赤月さん、大上君を覗き見る。
すると大上君は突然、立ち上がって、長袖を腕捲りし始めました。
「そろそろ、お腹が空いたよね? 夕飯を作るから、食べながらさっき買ったDVDでも観ようか」
「えっ……。それじゃあ、私もお手伝いします」
私が立ち上がりかけると、大上君は右手でそれを制してきました。
「いいよ、赤月さんはそこに座っていて。……あ。それと、赤月さんがスーパーで買った食材は冷蔵庫に入れさせてもらっているから」
「わざわざありがとうございます。……でも、本当に手伝わなくていいのですか?」
「うん。今の赤月さんはお客さんだからね。……はっ! でも、夕飯を作ってもらうのを手伝ってもらったら、新婚夫婦みたいな気分を味わえ──」
「私は大人しく、ゆっくりとさせていただきますね! 大上君、今日はご馳走になります!」
大上君が全てを言う前に私は笑顔で大上君に手を振りました。危ういところでした。このままでは大上君の独特の速さに飲み込まれてしまうところでした。

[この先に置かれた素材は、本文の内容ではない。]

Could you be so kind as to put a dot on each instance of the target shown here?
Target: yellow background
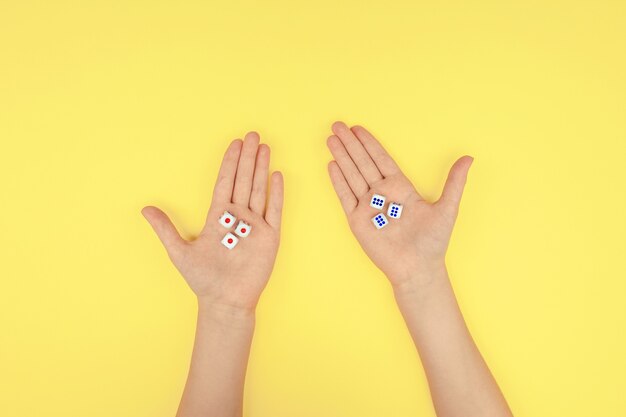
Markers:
(108, 106)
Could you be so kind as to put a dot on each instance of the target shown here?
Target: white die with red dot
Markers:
(242, 229)
(230, 240)
(227, 220)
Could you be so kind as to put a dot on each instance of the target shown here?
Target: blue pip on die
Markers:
(380, 221)
(377, 201)
(394, 210)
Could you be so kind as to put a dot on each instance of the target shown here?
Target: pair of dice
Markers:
(394, 211)
(242, 230)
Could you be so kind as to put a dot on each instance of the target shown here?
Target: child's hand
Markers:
(219, 276)
(409, 248)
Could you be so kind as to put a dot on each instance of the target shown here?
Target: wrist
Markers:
(225, 313)
(419, 281)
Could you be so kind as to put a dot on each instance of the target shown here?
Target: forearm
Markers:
(460, 382)
(216, 378)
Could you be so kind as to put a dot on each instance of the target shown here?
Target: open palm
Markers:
(236, 277)
(419, 239)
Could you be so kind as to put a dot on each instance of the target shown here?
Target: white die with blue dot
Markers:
(394, 211)
(380, 221)
(377, 201)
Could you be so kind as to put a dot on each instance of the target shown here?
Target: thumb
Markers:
(164, 228)
(453, 189)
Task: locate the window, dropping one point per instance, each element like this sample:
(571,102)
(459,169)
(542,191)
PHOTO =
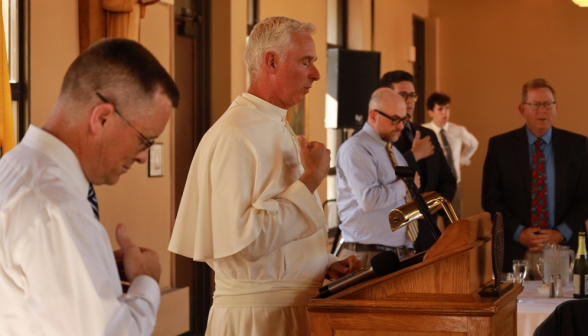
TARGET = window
(13,18)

大上君は少しだけしょんぼりとした表情で台所の方へと歩いていきましたが、あなたが余計なことを言わなければ、夕食を作るお手伝いはしていましたよ。
ただ、新婚夫婦みたいな気分を味わいたいというどこか邪な考えに、私が気恥ずかしさを抱いただけなので。
そういえば、私もスーパーで食材を買っていたのを忘れていましたね。消費期限が近いものは買っていないので、暫く大上君の家の冷蔵庫にお世話になるとしましょう。
今日の夕食には、本当ならば私はカレーを作ろうと思っていたのですが、大上君はどんな夕飯を作るつもりなのでしょうか。

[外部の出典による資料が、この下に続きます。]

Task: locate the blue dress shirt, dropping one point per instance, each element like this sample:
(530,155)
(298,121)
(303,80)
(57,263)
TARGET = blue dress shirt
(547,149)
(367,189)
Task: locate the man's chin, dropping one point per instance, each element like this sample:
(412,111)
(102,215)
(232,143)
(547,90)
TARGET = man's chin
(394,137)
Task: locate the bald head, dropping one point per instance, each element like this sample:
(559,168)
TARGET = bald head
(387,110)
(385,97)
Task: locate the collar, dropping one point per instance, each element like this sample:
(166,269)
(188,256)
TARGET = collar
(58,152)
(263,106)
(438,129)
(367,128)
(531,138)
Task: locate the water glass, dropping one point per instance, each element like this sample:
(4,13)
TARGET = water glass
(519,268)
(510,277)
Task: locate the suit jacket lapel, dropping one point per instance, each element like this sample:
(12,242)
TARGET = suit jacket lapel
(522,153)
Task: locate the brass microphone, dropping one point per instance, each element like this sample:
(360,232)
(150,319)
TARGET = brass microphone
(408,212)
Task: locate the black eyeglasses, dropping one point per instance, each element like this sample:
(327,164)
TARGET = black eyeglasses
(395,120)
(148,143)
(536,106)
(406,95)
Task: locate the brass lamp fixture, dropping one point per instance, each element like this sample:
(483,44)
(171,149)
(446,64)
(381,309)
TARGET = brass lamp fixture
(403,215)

大上君は料理が割と出来るようで、あまりコンビニのお弁当を買わずにほとんど自炊で生活しているそうです。
昨日のたこ焼きもとても美味しかったので、実は大上君が作る料理が楽しみだったりします。
今日の夕食は何だろうと思って、炬燵に足を深く入れていると、台所の方から激しい音が聞こえてきました。
恐らく、何かの食材をまな板の上で包丁を使って切っている音なのでしょうが、それにしては激しい気がします。
私はこっそりと台所に通じる扉を開けて、覗き込んでみました。
ですが、そこには私の想像以上のものが待っていたのです。
「──はぁぁぁ、もう赤月さんが可愛すぎて辛いぃぃっ。何なんだ、あの可愛さは! 小動物なんですか! 目を瞑って、ぷるぷる震えて、俺にどうしろって言うんだぁぁ!」
何やら呪文のようなことを叫びつつ、大上君は連打と言っていい程に玉ねぎを超高速でみじん切りにしていました。
切り目も揃っているのでプロ顔負けの技術と言っても過言ではないでしょう。
「手を出すなっていう方が無理なんですけどーっ! 可愛すぎて俺の理性が持たない! 持ったけど! 持たせたけれど! よくぞ、勝った俺の理性! そして恥ずかしがる表情も声も全部、記録に残したいぃぃっ!」
今度は人参をみじん切りにしていきます。叫んでいる言葉さえなければ、一流の料理人のようにも見えます。
見えるだけで、吐き出される言葉は比例していませんが。
「柔らかすぎて、壊れそうで怖いし、でも可愛いし、匂いは良いし。……ふわぁっ!? そういえば俺、赤月さんの後に風呂に入ったんだった。うわあぁぁっ、どうしよぉぉっ、もう、この身体、洗えないよぉっ! って、洗ったけれど!!」
そんな叫び声との間に壁を作るように、私は静かに扉を閉めました。
「……何も見ませんでした。何も」
私は何度も頷きつつ、炬燵へと戻りました。きっと気のせいでしょう。
お腹が空いているので幻影でも見たのかもしれない。そういうことにしておきましょう。
私はそれから暫くの間、無言のままで大上君がチャーハンを作って持って来てくれるまでじっと座って待つことにしました。
その後、大上君は何事もなかったように爽やかな顔で、「簡単なものだけれど、良かったらどうぞ」と言ってきたので、私も何事もなかったように「ありがとうございます」とだけ答えておきました。